Does anyone else get annoyed when their parents have sex? It makes me sad, because I do not have anyone to have sex with right now. How do you cope?


----------



## 2Milk (Oct 29, 2014)

EW D:


----------



## 7th.Streeter (May 11, 2011)

O.O


*sips tea*


----------



## andy1984 (Aug 18, 2006)

um move out of parents' place?


----------



## East (Jul 22, 2013)

find god


----------



## Kevin001 (Jan 2, 2015)

Imbored21 said:


> Does anyone else get annoyed when their parents have sex? It makes me sad, because I do not have anyone to have sex with right now. How do you cope?


Sorry can't relate, I can just imagine.


----------



## darkhoboelf (Mar 3, 2013)

I don't have any advice for jealousy.I haven't expeirnced that emotion since I was a kid.I did find these links for you though. 
http://www.pathwaytohappiness.com/relationship_jealousy.html
http://www.wikihow.com/Handle-Jealousy


----------



## knightofdespair (May 20, 2014)

Ha so much wrong with this but it is funny. Well good on them, but its not really an apples/apples problem. Their ability to keep things good should if anything serve as a good example of how to keep the home fires burning.


----------



## SilentLyric (Aug 20, 2012)

I don't even know if my parents have sex.


----------



## Znuffle (Jul 22, 2014)

Sugarslippers said:


> O.O
> 
> *sips tea*


Lol.. xD


----------



## Kilgore Trout (Aug 10, 2014)

SilentLuke said:


> I don't even know if my parents have sex.


Me neither. I seriously doubt they have because they don't like each other.


----------



## 7th.Streeter (May 11, 2011)

pouria19 said:


> Me neither. I seriously doubt they have because they don't like each other.
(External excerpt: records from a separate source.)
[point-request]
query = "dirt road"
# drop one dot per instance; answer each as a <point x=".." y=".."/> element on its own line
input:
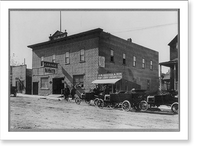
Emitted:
<point x="36" y="114"/>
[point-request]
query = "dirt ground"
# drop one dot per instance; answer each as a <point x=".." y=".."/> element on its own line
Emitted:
<point x="36" y="114"/>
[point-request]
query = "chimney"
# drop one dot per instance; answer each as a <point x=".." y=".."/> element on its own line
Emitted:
<point x="129" y="39"/>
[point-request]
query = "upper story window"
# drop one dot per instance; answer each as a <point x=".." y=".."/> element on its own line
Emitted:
<point x="67" y="58"/>
<point x="143" y="63"/>
<point x="151" y="65"/>
<point x="54" y="58"/>
<point x="42" y="59"/>
<point x="124" y="58"/>
<point x="134" y="61"/>
<point x="82" y="55"/>
<point x="111" y="56"/>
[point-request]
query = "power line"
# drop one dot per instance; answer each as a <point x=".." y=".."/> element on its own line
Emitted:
<point x="144" y="28"/>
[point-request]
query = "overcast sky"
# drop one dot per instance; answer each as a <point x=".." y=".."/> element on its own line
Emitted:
<point x="152" y="29"/>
Right, same here.. but there was that tragic moment .......e.e

I popped in on them....

in my freakin' room ...

it still scares me today e.e


----------



## Kilgore Trout (Aug 10, 2014)

Sugarslippers said:


> Right, same here.. but there was that tragic moment .......e.e
> 
> I popped in on them....
> 
> ...


:um


----------



## thetah (Dec 25, 2014)

Gotta admit, the title made me smirk.

I don't think my parents do it; I've never heard my parents doing it, but I always knock on the door if it's late at night.


----------



## 0blank0 (Sep 22, 2014)

I'd be grossed out.


----------



## Aribeth (Jan 14, 2012)

I'd be really jealous too  sucks


----------